<i>Typo</i> UU Cipta Kerja yang Jadi Perhatian Warganet di Twitter
Presiden Jokowi (Sumber: Antara)

Bagikan:

JAKARTA - Jagat media sosial Twitter ramai dengan tagar Pasal 5 dan #MosiTidakPercaya terhadap sikap Presiden Joko Widodo yang resmi meneken Undang-undang atau UU Cipta Kerja. Terlebih setelah warganet menemukan salah ketik alias typo dalam omnibus law berjumlah 1.187 halaman tersebut.

Tagar seperti Pasal 5, Ayat 1 ramai diperbincangkan warganet, kata-kata tersebut bahkan masuk dalam jajaran trending topic di Twitter. Setidaknya ada lebih dari 5.662 kicauan warganet yang membicarakan hilangnya konteks di Pasal 5 UU Cipta Kerja.

"Subuh, baca baru sampai halaman 6, kenapa ada pasal rujukan tapi tidak ada ayat," demikian kicauan @FPKSDPRRI yang diunggah pada Selasa, 3 November.

Pasal tanpa ayat yang dimaksud itu terdapat pada Bab III Pasal 6, di mana isinya menjelaskan setiap peningkatan ekosistem investasi dan kegiatan berusaha yang dimaksud dalam Pasal 5 ayat (1) huruf a. Sementara pada Pasal 5 yang terdapat pada Bab II, sama sekali tak tercantum ayat (1) huruf a.

"Ruang lingkup sebagaimana dimaksud dalam Pasal 4 meliputi bidang hukum yang diatur dalam undang-undang terkait," isi Pasal 5 UU Cipta Kerja.

isi pasal 5 UU Cipta Kerja (Salinan UU Cipta Kerja)

Sedangkan peningkatan ekosistem investasi yang dimaksud justru ada di Pasal 4 huruf a. Berbunyi "Dalam rangka mencapai tujuan sebagaimana dimaksud dalam Pasal 3, ruang lingkup Undang-Undang ini mengatur kebijakan strategis Cipta Kerja yang meliputi: a. Peningkatan ekosistem investasi dan kegiatan berusaha;..."    

Tak hanya itu, warganet juga mempertanyakan definisi dari frasa "Minyak dan gas Bumi" pada halaman 223 UU Cipta Kerja. Demikian pula dengan frasa "Pemerintah adalah pemerintah Republik Indonesia" yang diunggah akun @PoljokesID.

Beberapa warganet pun mencoba untuk meluruskan definisi dari frasa tersebut. Seperti akun @QueenEster21 yang menjelaskan bagaimana cara penyusunan ketentuan umum dalam peraturan seperti undang-undang. 

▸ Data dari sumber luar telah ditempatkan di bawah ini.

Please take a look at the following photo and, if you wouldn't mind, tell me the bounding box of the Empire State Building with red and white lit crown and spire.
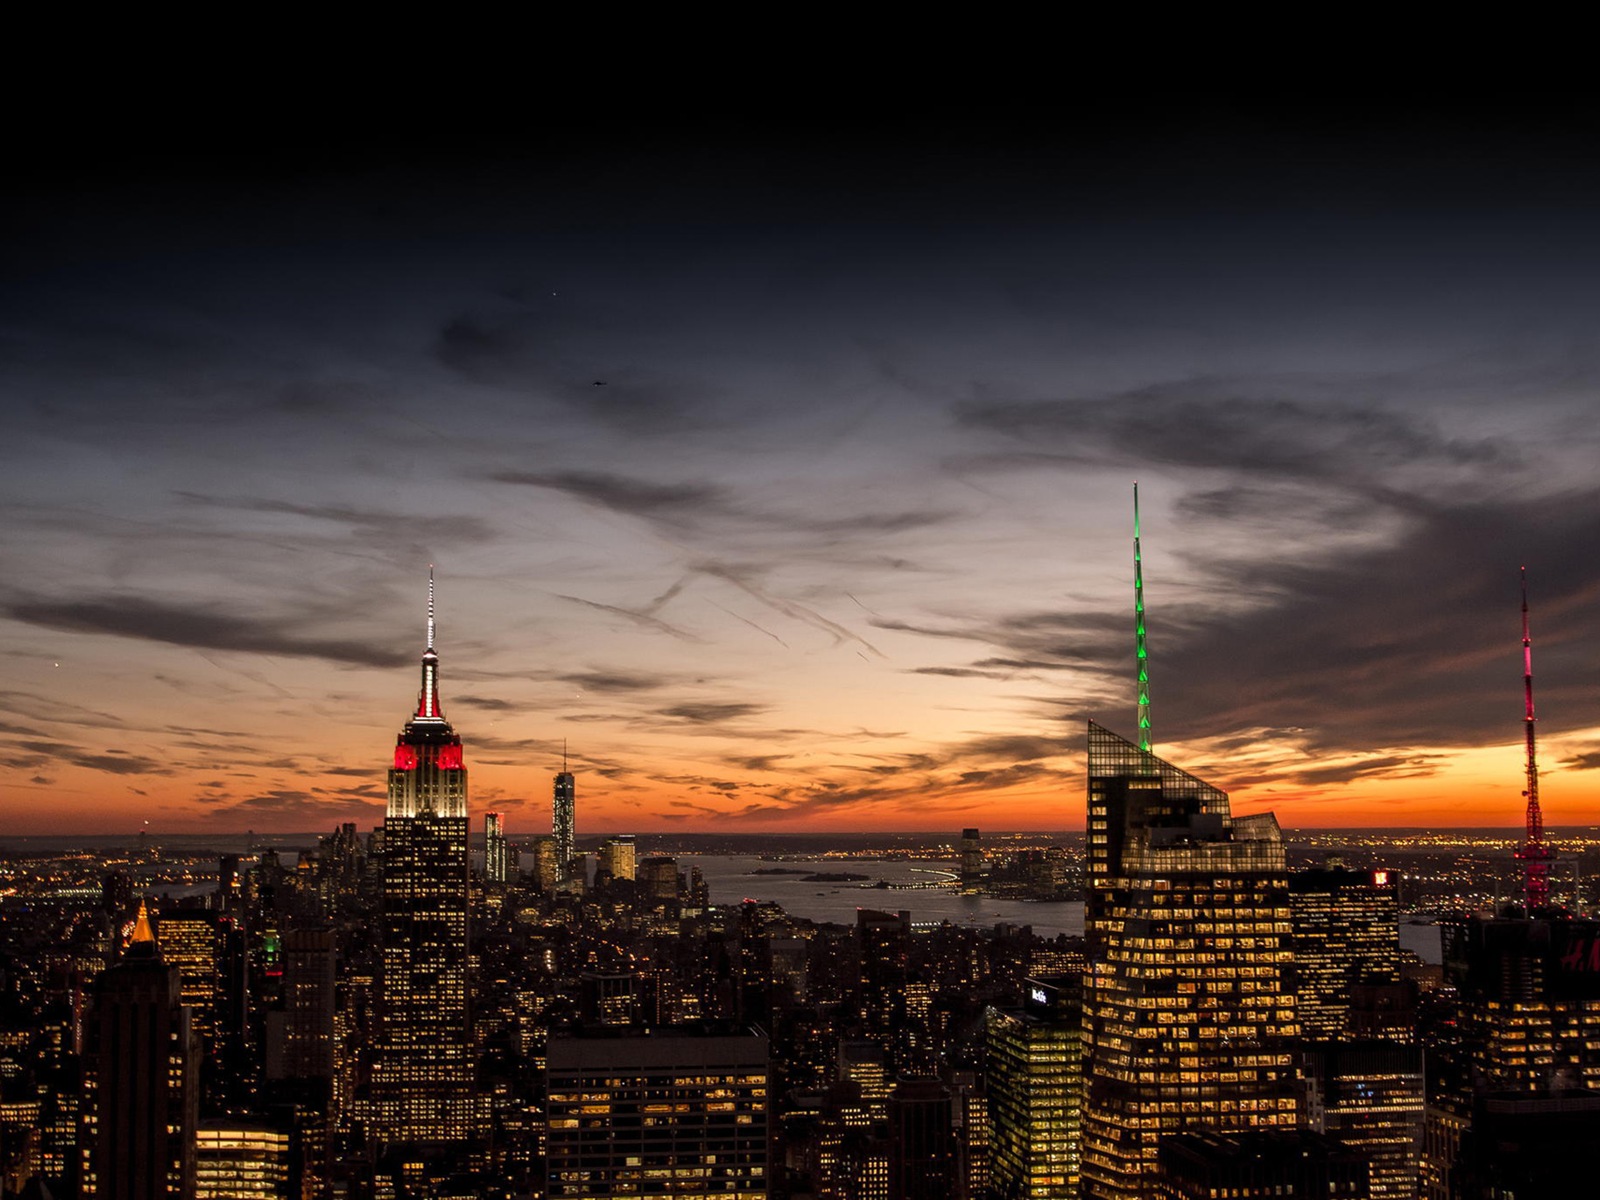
[370,571,472,1144]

Di mana definisi yang dimaksud sudah tertera pada penjelasan nomor satu atau dua dari poin sebelumnya. Sehingga penulisan nomor 3 hanya akan menjadi rujukan istilah untuk bagian selanjutnya ketika membahas dua frasa sebelumnya. 

"Supaya enggak mubazir dan kepanjangan juga, memang praktiknya seperti itu. Untuk di bagian itu tidak harus semuanya menjelaskan definisi, tapi bisa juga sebagai rujukan atas istilah/ frase yang akan dipakai di bagian-bagian berikutnya," kicaunya seperti dikutip VOI.